Mientras el gobierno nacional avanza con la licitación pública internacional de la Hidrovía Paraguay-Paraná, la Justicia acaba de rechazar un amparo que buscaba frenar el proceso. El fallo judicial habilita a seguir adelante con un negocio que mueve millones de toneladas de granos y recursos estratégicos, pero que también despierta viejas fantasmas de entrega del patrimonio nacional.
La decisión de la Cámara Federal ratifica que el proceso licitatorio es legal, aunque las organizaciones sociales y sectores del nacionalismo económico denuncian que se trata de una concesión encubierta a manos extranjeras. El control de la vía navegable, clave para la salida de la producción agroexportadora, queda así en la mira de consorcios internacionales que ya operan en la región.
Pero el debate no es solo económico. La disputa por el Paraná también tiene un costado geopolítico de primera línea. Mientras China busca consolidar su presencia en Sudamérica a través de inversiones en infraestructura y puertos, Estados Unidos intenta mantener su influencia histórica sobre la cuenca del Plata. La Hidrovía se convierte así en un tablero donde se juegan intereses que exceden largamente la agenda doméstica.

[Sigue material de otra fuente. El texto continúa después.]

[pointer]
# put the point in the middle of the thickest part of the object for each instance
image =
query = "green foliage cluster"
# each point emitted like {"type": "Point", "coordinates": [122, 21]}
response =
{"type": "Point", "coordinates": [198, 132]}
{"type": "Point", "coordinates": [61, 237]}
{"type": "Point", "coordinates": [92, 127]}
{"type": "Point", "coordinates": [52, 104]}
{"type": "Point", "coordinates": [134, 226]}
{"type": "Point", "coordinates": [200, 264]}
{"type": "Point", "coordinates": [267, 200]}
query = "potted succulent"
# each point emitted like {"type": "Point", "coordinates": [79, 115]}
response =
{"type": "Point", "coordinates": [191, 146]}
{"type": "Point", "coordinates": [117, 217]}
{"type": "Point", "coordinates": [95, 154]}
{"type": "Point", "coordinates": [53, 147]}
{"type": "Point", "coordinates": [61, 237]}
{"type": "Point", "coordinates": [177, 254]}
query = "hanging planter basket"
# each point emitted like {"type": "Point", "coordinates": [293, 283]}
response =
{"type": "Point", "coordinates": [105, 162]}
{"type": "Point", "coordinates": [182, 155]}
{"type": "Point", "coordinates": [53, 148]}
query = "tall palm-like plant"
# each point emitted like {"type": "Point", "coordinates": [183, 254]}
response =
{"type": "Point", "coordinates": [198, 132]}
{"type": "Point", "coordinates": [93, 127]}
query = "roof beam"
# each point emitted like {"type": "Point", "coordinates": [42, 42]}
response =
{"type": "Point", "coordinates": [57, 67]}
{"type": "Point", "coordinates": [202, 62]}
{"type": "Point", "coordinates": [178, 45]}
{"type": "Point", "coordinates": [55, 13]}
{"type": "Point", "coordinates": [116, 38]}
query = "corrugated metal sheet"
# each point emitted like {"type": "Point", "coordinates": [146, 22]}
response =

Lo que está en juego no es menor: si la Argentina logra condiciones que garanticen soberanía sobre sus recursos y rutas fluviales, o si termina cediendo el control a potencias extranjeras que solo buscan saquear sin dejar desarrollo. La licitación avanza, pero la pregunta sobre quién manejará realmente el corazón productivo del país sigue sin respuesta.